When margins are squeezed only the largest vertically integrated players survive.
> When margins are squeezed only the largest vertically integrated players survive.
And yet, that's not what happened when it forked Bitmain (who may have had 70-80% of Bitcoin's hashing power at one point) was the one to take the hardest hit and essentially folded; its founder was exited and disgraced, and the company was pivoted to what seems to be primarily an AI business now [2] after that utter failure to 'prove' what you have said is accepted as 'Truth' when its not simply true when it played out in this space.
I think what many, especially those not actively working or participating in this space, seem to not understand is that Bitcoin, and to some extent cryptocurrency in general, is defying the supposed 'conventional wisdom' by just exisiting and then disproving them with these occurences.

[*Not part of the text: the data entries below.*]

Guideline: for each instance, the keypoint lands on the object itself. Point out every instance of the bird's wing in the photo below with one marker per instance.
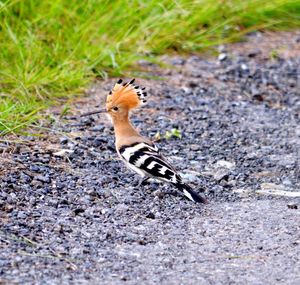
(146, 157)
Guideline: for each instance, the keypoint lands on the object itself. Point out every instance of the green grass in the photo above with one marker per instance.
(52, 49)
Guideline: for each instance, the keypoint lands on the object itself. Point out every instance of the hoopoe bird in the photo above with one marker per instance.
(140, 154)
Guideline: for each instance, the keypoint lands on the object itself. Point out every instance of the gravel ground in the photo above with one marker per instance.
(70, 212)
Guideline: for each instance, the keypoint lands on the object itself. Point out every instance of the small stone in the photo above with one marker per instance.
(221, 173)
(63, 140)
(292, 206)
(43, 178)
(225, 164)
(222, 56)
(244, 67)
(63, 152)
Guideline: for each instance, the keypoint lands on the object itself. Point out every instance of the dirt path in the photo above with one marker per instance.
(70, 213)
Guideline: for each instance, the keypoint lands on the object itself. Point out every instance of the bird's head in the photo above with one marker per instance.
(121, 99)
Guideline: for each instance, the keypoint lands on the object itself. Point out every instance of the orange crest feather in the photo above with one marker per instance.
(127, 94)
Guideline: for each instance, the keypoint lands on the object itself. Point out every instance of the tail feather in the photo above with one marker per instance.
(191, 194)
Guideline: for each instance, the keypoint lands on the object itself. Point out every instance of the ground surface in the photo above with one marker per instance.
(70, 213)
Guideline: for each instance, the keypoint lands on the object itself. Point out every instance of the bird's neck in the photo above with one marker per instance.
(124, 128)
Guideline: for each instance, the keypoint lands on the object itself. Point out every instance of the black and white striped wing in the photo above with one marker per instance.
(146, 160)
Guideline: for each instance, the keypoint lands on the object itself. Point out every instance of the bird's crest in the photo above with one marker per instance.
(127, 95)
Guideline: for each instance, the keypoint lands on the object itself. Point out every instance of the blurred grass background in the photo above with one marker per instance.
(52, 49)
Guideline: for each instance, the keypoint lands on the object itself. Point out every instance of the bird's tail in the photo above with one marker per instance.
(191, 194)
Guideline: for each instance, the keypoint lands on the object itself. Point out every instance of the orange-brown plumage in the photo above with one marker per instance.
(125, 95)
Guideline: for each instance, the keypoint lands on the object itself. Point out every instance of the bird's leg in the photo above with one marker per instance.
(142, 180)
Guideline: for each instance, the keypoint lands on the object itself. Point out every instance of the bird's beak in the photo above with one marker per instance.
(93, 113)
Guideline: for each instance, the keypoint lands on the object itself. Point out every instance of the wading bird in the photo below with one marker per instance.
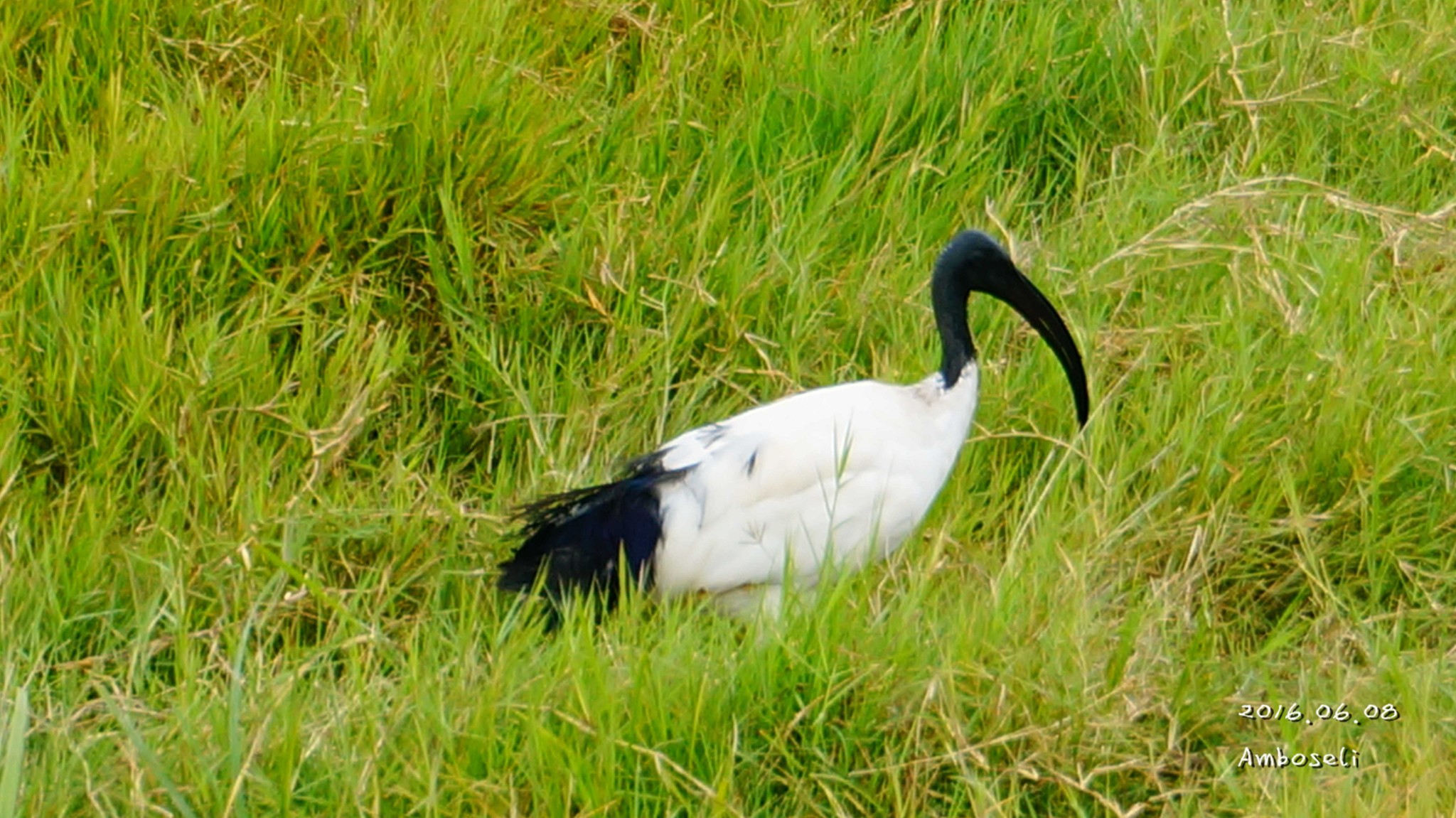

Most of the criticisms are cherry-picked and mis-focused to react to it in a negative light--eg the ICO craze had nothing to do with Bitcoin.
After all this time I don't see any of those price drops as bad, its allowing newer participants to into this system if seen as investment, that they otherwise may have not been able to enter. And for those that were using to transact for goods/services during this volatility it may have hurt, but as someone pointed out merchant adoption is not so large that it could kill a business right now, not to mention there are ways to mitigate this with other instruments (tethered to USD and such).
Also, the thing most people don't seem to understand either is that Bitcoin mining has spurred on tons of renewable energy projects and has since migrated to that to capture said efficiencies [3] as documented by the International Energy Agency. The network is estimated to be operating on 70% renewable energy, and is growing with projects like Theil's backed bitcoin mining facility in Texas [4].
> They're still the by far largest and most successful ASIC manufacturer.
That doesn't disprove the comment I was refuting, we're not talking about ASIC production we're talking about hashrate on a given network. That just shows how young this Industry really is.
When margins are squeezed only the largest vertically integrated players survive.